Cucherat M, Haugh M C, Gooch M, Boissel J P
Department of Clinical Pharmacology, Hospitals of Lyon and University Claude Bernard, France.
Eur J Clin Pharmacol. 2000 Apr;56(1):27-33. doi: 10.1007/s002280050716.
To establish, using a systematic review and meta-analysis, whether there is any evidence from randomised controlled clinical trials of the efficacy of homeopathic treatment in patients with any disease.
Published and unpublished reports of controlled clinical trials available up to June 1998, identified by searching bibliographic databases (Medline, Embase, Biosis, PsychInfo, Cinahl, British Library Stock Alert Service, SIGLE, Amed), references lists of selected papers, hand searching homeopathic journals and conference abstracts, and contacting pharmaceutical companies. TRIALS SELECTION: Trials were selected using an unblinded process by two reviewers. The selection criteria were randomised, controlled trials in which the efficacy of homeopathic treatment was assessed relative to placebo in patients using clinical or surrogate endpoints. Prevention trials or those evaluating only biological effects were excluded. One hundred and eighteen randomised trials were identified and evaluated for inclusion. Sixteen trials, representing 17 comparisons and including a total of 2,617 evaluated patients, fulfilled the inclusion criteria.
Data were extracted by two reviewers independently, using a summary form. Disagreements were resolved by a third person.
The evidence was synthesised by combining the significance levels (P values) for the primary outcomes from the individual trials. The combined P value for the 17 comparisons was highly significant P = 0.000036. However, sensitivity analysis showed that the P value tended towards a non-significant value (P = 0.08) as trials were excluded in a stepwise manner based on their level of quality.

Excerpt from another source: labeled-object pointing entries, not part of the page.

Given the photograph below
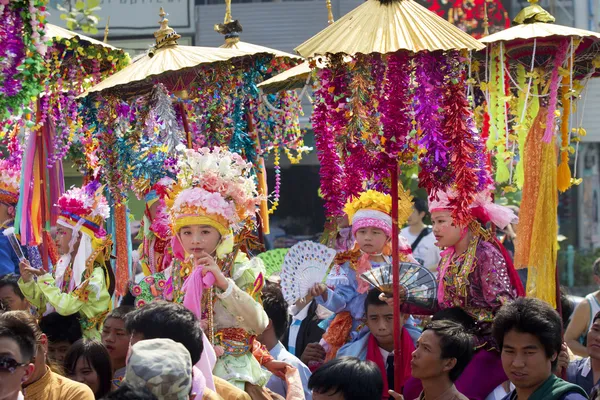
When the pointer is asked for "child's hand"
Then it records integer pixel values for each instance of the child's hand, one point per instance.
(27, 271)
(209, 265)
(390, 300)
(313, 352)
(319, 289)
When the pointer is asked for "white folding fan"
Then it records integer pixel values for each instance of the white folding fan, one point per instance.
(417, 283)
(305, 264)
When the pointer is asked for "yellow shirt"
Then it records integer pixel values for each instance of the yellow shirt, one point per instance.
(52, 386)
(228, 391)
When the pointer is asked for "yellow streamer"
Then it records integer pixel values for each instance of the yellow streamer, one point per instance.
(564, 171)
(537, 230)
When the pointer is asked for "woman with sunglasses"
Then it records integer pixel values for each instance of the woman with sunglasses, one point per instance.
(17, 348)
(43, 383)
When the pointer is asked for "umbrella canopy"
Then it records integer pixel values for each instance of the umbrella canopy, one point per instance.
(56, 32)
(386, 26)
(166, 60)
(537, 36)
(293, 78)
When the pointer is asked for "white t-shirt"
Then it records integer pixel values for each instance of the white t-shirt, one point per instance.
(427, 253)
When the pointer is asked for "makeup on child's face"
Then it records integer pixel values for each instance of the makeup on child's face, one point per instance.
(62, 239)
(371, 240)
(444, 230)
(198, 239)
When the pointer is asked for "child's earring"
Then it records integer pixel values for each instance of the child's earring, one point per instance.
(387, 248)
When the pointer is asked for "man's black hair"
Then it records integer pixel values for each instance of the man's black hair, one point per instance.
(353, 378)
(596, 317)
(421, 206)
(128, 392)
(164, 320)
(61, 328)
(12, 280)
(276, 308)
(120, 312)
(456, 342)
(97, 357)
(20, 332)
(533, 316)
(456, 314)
(596, 267)
(373, 299)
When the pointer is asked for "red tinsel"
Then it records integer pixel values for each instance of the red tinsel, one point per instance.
(462, 151)
(330, 164)
(395, 111)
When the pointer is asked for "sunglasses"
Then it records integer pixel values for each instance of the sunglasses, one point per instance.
(8, 364)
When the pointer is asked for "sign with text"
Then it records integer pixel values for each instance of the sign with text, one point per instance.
(133, 17)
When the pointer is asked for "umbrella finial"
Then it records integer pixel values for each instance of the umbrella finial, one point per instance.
(533, 13)
(106, 30)
(166, 35)
(486, 21)
(330, 19)
(230, 27)
(228, 17)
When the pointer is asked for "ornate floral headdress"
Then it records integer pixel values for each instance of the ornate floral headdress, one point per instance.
(10, 179)
(373, 209)
(482, 208)
(217, 190)
(83, 210)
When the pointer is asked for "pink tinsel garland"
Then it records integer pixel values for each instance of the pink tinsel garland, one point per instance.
(561, 55)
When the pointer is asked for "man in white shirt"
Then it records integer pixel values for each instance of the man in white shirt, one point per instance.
(277, 309)
(421, 237)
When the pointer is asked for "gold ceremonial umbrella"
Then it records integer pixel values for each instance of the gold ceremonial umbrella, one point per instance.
(383, 27)
(166, 60)
(296, 77)
(386, 26)
(293, 78)
(536, 29)
(231, 29)
(55, 31)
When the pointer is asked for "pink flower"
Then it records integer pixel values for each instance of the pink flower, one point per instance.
(210, 182)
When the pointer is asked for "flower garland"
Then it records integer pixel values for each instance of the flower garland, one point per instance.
(561, 55)
(429, 93)
(22, 51)
(468, 167)
(324, 126)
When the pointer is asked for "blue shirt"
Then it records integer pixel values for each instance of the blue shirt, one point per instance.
(9, 262)
(580, 373)
(276, 384)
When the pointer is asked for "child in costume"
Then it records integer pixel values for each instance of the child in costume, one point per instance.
(155, 230)
(208, 275)
(82, 282)
(344, 292)
(476, 274)
(10, 177)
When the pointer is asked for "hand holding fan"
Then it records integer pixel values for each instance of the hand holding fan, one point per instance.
(417, 284)
(273, 260)
(305, 264)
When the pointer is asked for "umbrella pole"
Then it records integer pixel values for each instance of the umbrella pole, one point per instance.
(186, 126)
(44, 130)
(396, 275)
(261, 175)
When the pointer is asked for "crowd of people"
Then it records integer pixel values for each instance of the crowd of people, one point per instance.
(204, 323)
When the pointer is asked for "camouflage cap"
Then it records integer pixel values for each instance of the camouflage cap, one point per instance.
(161, 365)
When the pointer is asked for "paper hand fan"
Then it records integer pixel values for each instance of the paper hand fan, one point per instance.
(417, 284)
(305, 264)
(273, 260)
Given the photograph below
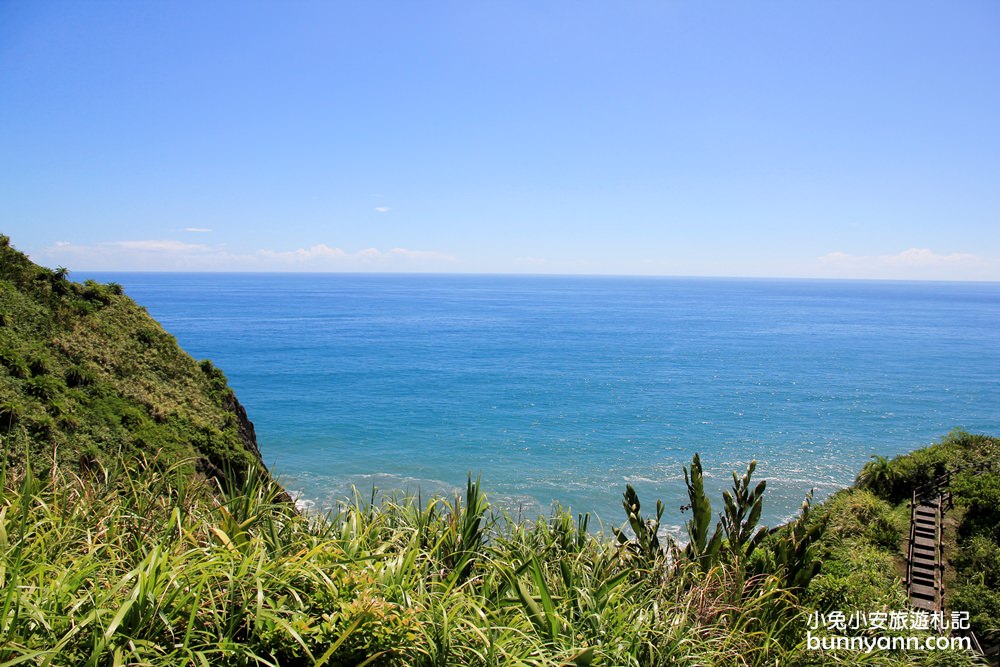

There is some evidence that homeopathic treatments are more effective than placebo; however, the strength of this evidence is low because of the low methodological quality of the trials. Studies of high methodological quality were more likely to be negative than the lower quality studies. Further high quality studies are needed to confirm these results.
通过系统评价和荟萃分析,确定是否有来自随机对照临床试验的证据表明顺势疗法对任何疾病患者有效。
截至1998年6月可获取的已发表和未发表的对照临床试验报告,通过检索书目数据库(医学在线数据库、荷兰医学文摘数据库、生物学文摘数据库、心理学文摘数据库、护理学与健康领域数据库、大英图书馆藏书警报服务、灰色文献数据库、澳大利亚医学文献数据库)、所选论文的参考文献列表、手工检索顺势疗法期刊和会议摘要以及联系制药公司来识别。
由两名评审员采用非盲法进行试验选择。选择标准为随机对照试验,其中使用临床或替代终点评估顺势疗法相对于安慰剂在患者中的疗效。排除预防试验或仅评估生物学效应的试验。共识别并评估了118项随机试验以确定是否纳入。16项试验,代表17组比较,共纳入2617例评估患者,符合纳入标准。
由两名评审员独立使用汇总表提取数据。分歧由第三人解决。
通过合并各个试验主要结局的显著性水平(P值)来综合证据。17组比较的合并P值高度显著,P = 0.000036。然而,敏感性分析表明,随着根据试验质量水平逐步排除试验,P值趋向于无显著性意义的值(P = 0.08)。
有一些证据表明顺势疗法比安慰剂更有效;然而,由于试验的方法学质量较低,该证据的强度较弱。方法学质量高的研究比质量低的研究更有可能得出阴性结果。需要进一步的高质量研究来证实这些结果。